By the end of the year, all that had changed utterly: Germany had annexed Austria and the Sudetenland and was poised to mop up the rest of Czechoslovakia; Hitler was in total command of the armed forces; and the Jews had suffered the full force of Nazi persecution, culminating in Kristallnacht in November and a huge increase in deportation to the newly built concentration camps. Perhaps, in the spirit of sardonic Jewish humour, MacDonogh should have titled his book Hitler: No More Mr Nice Guy.
MacDonogh takes us meticulously through that fateful year, day by day, month by month, to show how Hitler gradually consolidated his hold on all the levers of state power. His thesis is that, far from planning the way forward, Hitler was a consummate opportunist who seized on every chance opening to advance his cause, such as the scandals that hit the Minister of War, Blomberg, who married a prostitute, and the anti-Nazi head of the army, General von Fritsch, accused of homosexual dalliances. Both careers ended at the right moment for Hitler.
The ultimate gamble was, of course, Munich, which demonstrated that the Western powers had no stomach for a fight — as Ribbentrop had constantly reassured the more sceptical Führer.
Would that the chiefs of the German Army had possessed the same gambler’s instinct, as, disgusted by Hitler’s incompetence and dishonesty and appalled at the Nazis’ disastrous handling of the economy, they prepared a coup in the autumn only to have Chamberlain’s weakness pull the rug out from under their feet.
A major proportion of the book is devoted to the deteriorating situation of Central Europe’s Jews as 1938 progressed.

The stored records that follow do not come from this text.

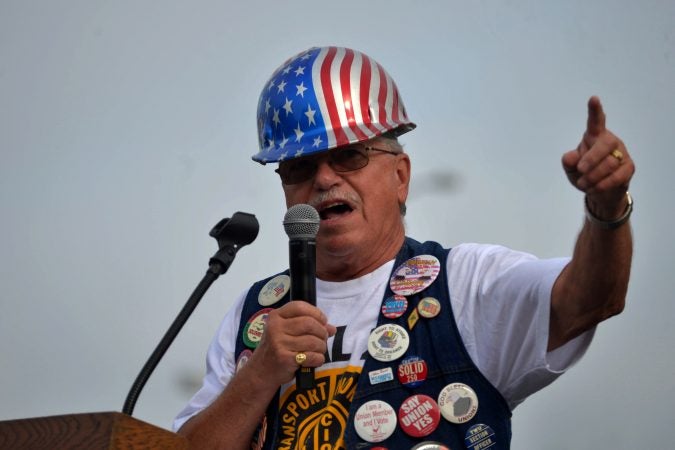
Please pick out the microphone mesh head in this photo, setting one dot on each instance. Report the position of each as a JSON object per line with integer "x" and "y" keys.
{"x": 301, "y": 222}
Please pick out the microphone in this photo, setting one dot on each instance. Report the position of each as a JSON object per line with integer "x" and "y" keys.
{"x": 231, "y": 234}
{"x": 301, "y": 224}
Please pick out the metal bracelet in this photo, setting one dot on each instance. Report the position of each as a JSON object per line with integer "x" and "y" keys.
{"x": 610, "y": 224}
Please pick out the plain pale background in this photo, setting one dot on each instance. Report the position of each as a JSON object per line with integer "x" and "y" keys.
{"x": 126, "y": 130}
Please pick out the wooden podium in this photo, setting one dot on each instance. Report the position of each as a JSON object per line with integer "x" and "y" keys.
{"x": 88, "y": 431}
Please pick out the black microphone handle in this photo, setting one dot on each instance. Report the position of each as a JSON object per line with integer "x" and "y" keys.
{"x": 302, "y": 255}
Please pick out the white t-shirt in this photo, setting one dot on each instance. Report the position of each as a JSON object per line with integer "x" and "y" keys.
{"x": 501, "y": 302}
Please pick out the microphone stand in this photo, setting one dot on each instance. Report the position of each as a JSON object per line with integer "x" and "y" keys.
{"x": 231, "y": 234}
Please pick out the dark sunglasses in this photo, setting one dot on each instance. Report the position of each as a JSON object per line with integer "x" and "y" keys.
{"x": 344, "y": 159}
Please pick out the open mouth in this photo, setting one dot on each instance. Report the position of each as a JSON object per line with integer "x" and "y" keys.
{"x": 334, "y": 210}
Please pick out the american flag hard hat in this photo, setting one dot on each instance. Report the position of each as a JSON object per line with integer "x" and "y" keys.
{"x": 324, "y": 98}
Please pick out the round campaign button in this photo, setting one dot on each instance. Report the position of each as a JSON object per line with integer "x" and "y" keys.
{"x": 375, "y": 421}
{"x": 242, "y": 359}
{"x": 274, "y": 290}
{"x": 419, "y": 415}
{"x": 388, "y": 342}
{"x": 458, "y": 403}
{"x": 429, "y": 307}
{"x": 412, "y": 371}
{"x": 430, "y": 445}
{"x": 479, "y": 436}
{"x": 415, "y": 275}
{"x": 255, "y": 327}
{"x": 394, "y": 306}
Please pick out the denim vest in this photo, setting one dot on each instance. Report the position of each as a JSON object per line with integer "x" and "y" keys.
{"x": 438, "y": 343}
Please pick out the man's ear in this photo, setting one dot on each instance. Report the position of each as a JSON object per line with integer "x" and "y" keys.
{"x": 403, "y": 177}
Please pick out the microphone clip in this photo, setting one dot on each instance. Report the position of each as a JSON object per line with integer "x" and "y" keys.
{"x": 231, "y": 234}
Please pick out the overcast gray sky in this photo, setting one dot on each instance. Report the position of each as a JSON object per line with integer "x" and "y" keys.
{"x": 126, "y": 130}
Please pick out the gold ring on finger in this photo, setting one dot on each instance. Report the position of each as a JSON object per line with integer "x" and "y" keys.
{"x": 300, "y": 358}
{"x": 618, "y": 154}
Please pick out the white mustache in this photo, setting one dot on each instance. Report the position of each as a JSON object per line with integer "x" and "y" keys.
{"x": 335, "y": 194}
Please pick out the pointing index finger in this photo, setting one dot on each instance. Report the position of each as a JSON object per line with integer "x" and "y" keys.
{"x": 596, "y": 117}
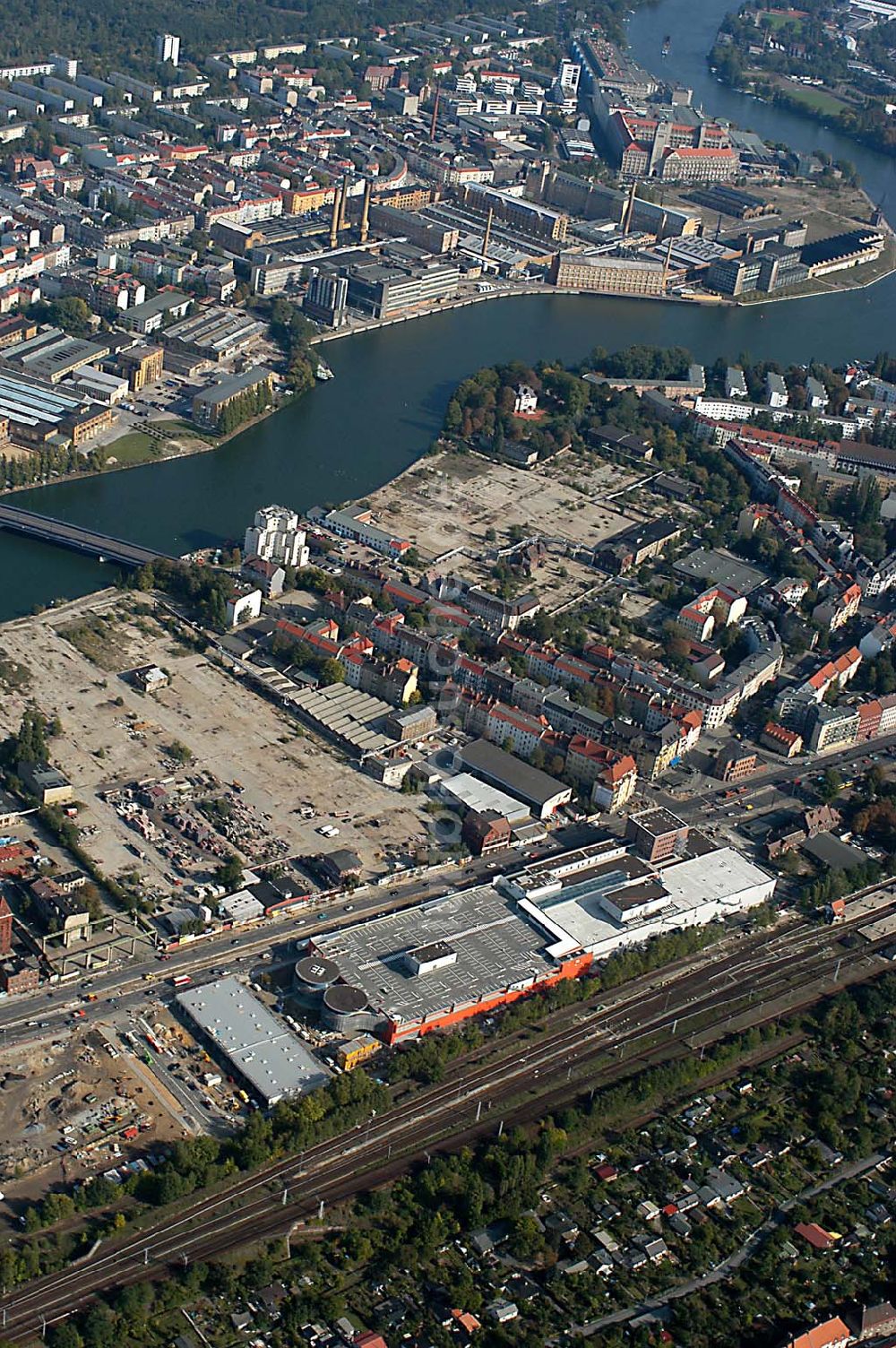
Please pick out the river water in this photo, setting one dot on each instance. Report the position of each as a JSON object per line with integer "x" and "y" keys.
{"x": 388, "y": 396}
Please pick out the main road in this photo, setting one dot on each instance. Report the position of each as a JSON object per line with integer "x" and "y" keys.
{"x": 654, "y": 1019}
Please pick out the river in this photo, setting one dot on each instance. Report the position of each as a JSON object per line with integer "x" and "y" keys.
{"x": 388, "y": 396}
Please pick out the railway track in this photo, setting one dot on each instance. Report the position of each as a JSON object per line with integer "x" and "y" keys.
{"x": 594, "y": 1049}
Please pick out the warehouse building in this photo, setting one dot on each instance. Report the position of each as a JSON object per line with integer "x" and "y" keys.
{"x": 609, "y": 275}
{"x": 465, "y": 954}
{"x": 602, "y": 898}
{"x": 270, "y": 1059}
{"x": 436, "y": 964}
{"x": 214, "y": 334}
{"x": 543, "y": 794}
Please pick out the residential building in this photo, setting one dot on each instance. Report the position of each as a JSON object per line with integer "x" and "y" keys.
{"x": 168, "y": 48}
{"x": 780, "y": 740}
{"x": 486, "y": 832}
{"x": 735, "y": 383}
{"x": 61, "y": 910}
{"x": 636, "y": 543}
{"x": 211, "y": 403}
{"x": 277, "y": 537}
{"x": 244, "y": 607}
{"x": 5, "y": 928}
{"x": 776, "y": 393}
{"x": 142, "y": 366}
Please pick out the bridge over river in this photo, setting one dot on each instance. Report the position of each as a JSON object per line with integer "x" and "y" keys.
{"x": 103, "y": 546}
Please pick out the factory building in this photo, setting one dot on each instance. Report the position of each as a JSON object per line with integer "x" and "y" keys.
{"x": 462, "y": 955}
{"x": 267, "y": 1056}
{"x": 434, "y": 965}
{"x": 609, "y": 275}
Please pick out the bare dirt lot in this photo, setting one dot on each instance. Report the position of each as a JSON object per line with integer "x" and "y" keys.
{"x": 67, "y": 1103}
{"x": 205, "y": 724}
{"x": 451, "y": 500}
{"x": 452, "y": 503}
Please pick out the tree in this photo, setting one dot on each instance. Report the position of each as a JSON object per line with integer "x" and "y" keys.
{"x": 229, "y": 874}
{"x": 331, "y": 673}
{"x": 453, "y": 418}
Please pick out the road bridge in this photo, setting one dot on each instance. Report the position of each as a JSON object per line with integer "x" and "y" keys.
{"x": 103, "y": 546}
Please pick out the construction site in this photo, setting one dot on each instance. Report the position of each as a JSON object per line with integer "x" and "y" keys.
{"x": 75, "y": 1106}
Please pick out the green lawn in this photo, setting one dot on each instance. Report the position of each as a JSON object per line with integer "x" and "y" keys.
{"x": 778, "y": 21}
{"x": 134, "y": 448}
{"x": 820, "y": 100}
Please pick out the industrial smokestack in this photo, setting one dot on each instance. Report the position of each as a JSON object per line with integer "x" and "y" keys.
{"x": 630, "y": 209}
{"x": 435, "y": 112}
{"x": 334, "y": 217}
{"x": 668, "y": 258}
{"x": 488, "y": 235}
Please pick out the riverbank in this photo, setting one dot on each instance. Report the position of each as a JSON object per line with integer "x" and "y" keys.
{"x": 195, "y": 444}
{"x": 535, "y": 289}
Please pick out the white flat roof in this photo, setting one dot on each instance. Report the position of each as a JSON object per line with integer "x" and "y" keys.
{"x": 272, "y": 1059}
{"x": 480, "y": 796}
{"x": 698, "y": 890}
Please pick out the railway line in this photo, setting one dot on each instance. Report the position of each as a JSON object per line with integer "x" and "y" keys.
{"x": 649, "y": 1024}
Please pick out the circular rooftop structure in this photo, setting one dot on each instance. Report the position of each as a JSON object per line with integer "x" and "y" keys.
{"x": 315, "y": 972}
{"x": 344, "y": 999}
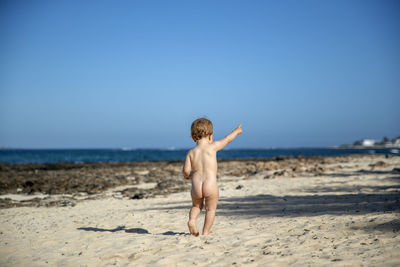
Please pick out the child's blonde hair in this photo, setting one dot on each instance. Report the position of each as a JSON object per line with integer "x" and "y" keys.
{"x": 201, "y": 128}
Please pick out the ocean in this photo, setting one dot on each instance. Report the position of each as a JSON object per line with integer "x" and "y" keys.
{"x": 18, "y": 156}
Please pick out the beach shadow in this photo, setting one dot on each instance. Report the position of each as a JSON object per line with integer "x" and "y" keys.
{"x": 175, "y": 233}
{"x": 119, "y": 228}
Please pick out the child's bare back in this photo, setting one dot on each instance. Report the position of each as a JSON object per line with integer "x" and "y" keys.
{"x": 201, "y": 163}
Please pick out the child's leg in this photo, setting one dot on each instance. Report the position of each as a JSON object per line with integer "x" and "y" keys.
{"x": 197, "y": 206}
{"x": 211, "y": 207}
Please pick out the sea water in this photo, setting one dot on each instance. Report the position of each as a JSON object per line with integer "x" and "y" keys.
{"x": 127, "y": 155}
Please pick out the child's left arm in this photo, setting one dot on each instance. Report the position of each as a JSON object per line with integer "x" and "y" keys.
{"x": 187, "y": 167}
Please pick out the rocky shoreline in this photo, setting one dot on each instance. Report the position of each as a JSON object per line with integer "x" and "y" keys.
{"x": 65, "y": 184}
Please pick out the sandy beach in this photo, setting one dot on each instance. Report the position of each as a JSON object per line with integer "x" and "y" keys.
{"x": 338, "y": 211}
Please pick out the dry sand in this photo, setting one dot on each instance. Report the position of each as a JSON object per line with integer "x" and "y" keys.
{"x": 347, "y": 217}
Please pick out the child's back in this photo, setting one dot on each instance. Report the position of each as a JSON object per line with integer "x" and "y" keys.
{"x": 204, "y": 170}
{"x": 201, "y": 161}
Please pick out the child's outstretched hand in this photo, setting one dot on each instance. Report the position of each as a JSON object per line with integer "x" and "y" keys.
{"x": 239, "y": 129}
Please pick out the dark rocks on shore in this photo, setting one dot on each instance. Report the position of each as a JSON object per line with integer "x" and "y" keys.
{"x": 94, "y": 178}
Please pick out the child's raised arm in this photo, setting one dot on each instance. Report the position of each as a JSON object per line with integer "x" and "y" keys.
{"x": 229, "y": 138}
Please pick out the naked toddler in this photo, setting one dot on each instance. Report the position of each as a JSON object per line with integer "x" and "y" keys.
{"x": 201, "y": 165}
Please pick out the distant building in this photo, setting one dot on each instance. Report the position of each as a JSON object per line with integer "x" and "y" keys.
{"x": 368, "y": 142}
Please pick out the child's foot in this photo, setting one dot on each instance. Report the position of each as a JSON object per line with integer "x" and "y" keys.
{"x": 193, "y": 228}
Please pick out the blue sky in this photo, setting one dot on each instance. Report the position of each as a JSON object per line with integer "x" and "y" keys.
{"x": 107, "y": 74}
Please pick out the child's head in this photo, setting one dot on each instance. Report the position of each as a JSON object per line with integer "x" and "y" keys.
{"x": 201, "y": 128}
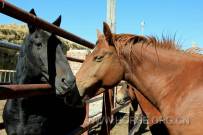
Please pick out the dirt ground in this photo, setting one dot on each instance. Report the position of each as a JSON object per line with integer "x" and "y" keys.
{"x": 2, "y": 102}
{"x": 121, "y": 127}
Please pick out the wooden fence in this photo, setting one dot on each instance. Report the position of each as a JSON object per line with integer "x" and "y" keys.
{"x": 25, "y": 90}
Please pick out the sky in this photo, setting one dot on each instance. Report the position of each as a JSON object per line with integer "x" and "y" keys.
{"x": 180, "y": 18}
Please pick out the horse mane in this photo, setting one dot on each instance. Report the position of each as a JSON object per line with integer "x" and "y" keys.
{"x": 123, "y": 40}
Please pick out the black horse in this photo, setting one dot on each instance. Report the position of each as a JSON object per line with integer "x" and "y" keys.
{"x": 41, "y": 60}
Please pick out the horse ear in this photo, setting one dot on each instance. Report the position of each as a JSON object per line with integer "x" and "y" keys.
{"x": 31, "y": 27}
{"x": 99, "y": 34}
{"x": 107, "y": 33}
{"x": 57, "y": 22}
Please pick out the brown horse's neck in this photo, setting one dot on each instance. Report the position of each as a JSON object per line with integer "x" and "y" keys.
{"x": 157, "y": 72}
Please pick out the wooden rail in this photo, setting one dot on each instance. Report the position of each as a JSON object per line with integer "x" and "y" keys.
{"x": 17, "y": 13}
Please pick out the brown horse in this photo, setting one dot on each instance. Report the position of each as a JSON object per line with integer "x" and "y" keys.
{"x": 157, "y": 127}
{"x": 168, "y": 77}
{"x": 128, "y": 92}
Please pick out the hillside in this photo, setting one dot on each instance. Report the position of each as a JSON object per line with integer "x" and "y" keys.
{"x": 15, "y": 34}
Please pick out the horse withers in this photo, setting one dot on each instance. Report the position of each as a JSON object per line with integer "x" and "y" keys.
{"x": 41, "y": 60}
{"x": 168, "y": 77}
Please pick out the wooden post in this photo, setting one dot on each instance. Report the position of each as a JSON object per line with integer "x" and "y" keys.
{"x": 111, "y": 14}
{"x": 86, "y": 121}
{"x": 106, "y": 115}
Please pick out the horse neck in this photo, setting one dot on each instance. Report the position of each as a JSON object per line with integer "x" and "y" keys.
{"x": 156, "y": 72}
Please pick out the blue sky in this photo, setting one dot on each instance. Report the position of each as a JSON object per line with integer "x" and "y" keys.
{"x": 162, "y": 17}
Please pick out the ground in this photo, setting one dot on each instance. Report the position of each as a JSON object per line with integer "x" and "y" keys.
{"x": 121, "y": 127}
{"x": 2, "y": 102}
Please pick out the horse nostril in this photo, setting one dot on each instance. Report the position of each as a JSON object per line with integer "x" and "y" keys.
{"x": 63, "y": 80}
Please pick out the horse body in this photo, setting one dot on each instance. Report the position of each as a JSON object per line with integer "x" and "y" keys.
{"x": 169, "y": 78}
{"x": 41, "y": 60}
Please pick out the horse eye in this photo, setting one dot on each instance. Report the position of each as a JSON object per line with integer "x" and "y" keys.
{"x": 39, "y": 45}
{"x": 99, "y": 58}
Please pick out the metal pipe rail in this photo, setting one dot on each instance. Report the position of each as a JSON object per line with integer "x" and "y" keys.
{"x": 85, "y": 127}
{"x": 17, "y": 13}
{"x": 17, "y": 47}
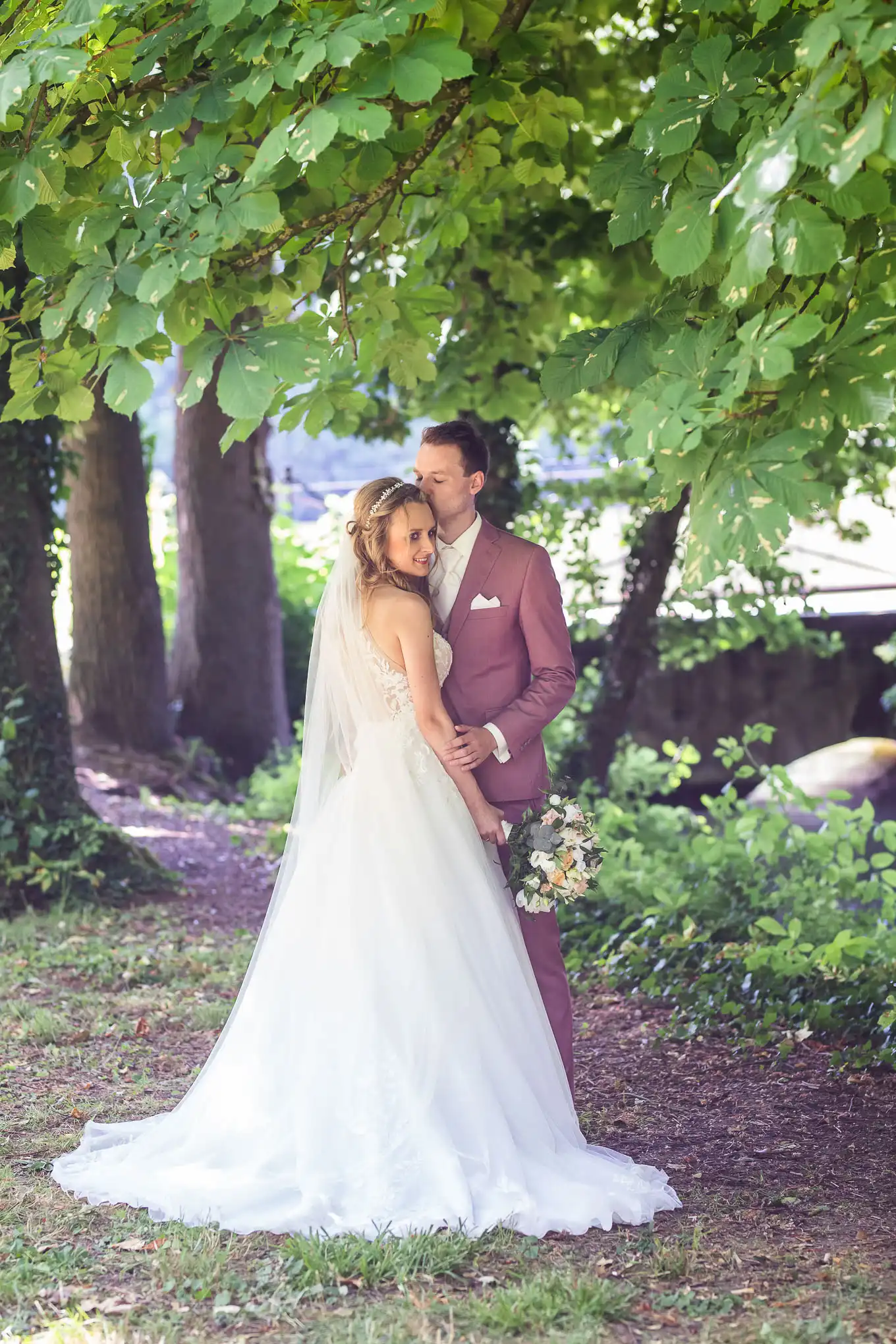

Most of that terrible story will be familiar to this newspaper’s readers, which does nothing to lessen the frustration and outrage evoked — seven decades on — of the Nazi noose inexorably tightening.
Surprise, too: it seems barely believable that Adolf Eichmann, of all people, was a keen supporter of Jewish emigration — albeit forced — to Palestine, until the sheer weight of numbers of Jews to be disposed led him to switch his focus to mass extermination.
MacDonogh marshals his material and his sources skillfully, and his interest in this side of the story of 1938 becomes clear in his Epilogue, where he reveals that his paternal grandfather’s family were wealthy, influential (and decidedly racy) Viennese Jews who were caught up in the events of that year.
Astonishingly, all but one of them managed to escape and rebuild their lives elsewhere, one long-term result of
which is this excellent and stimulating book.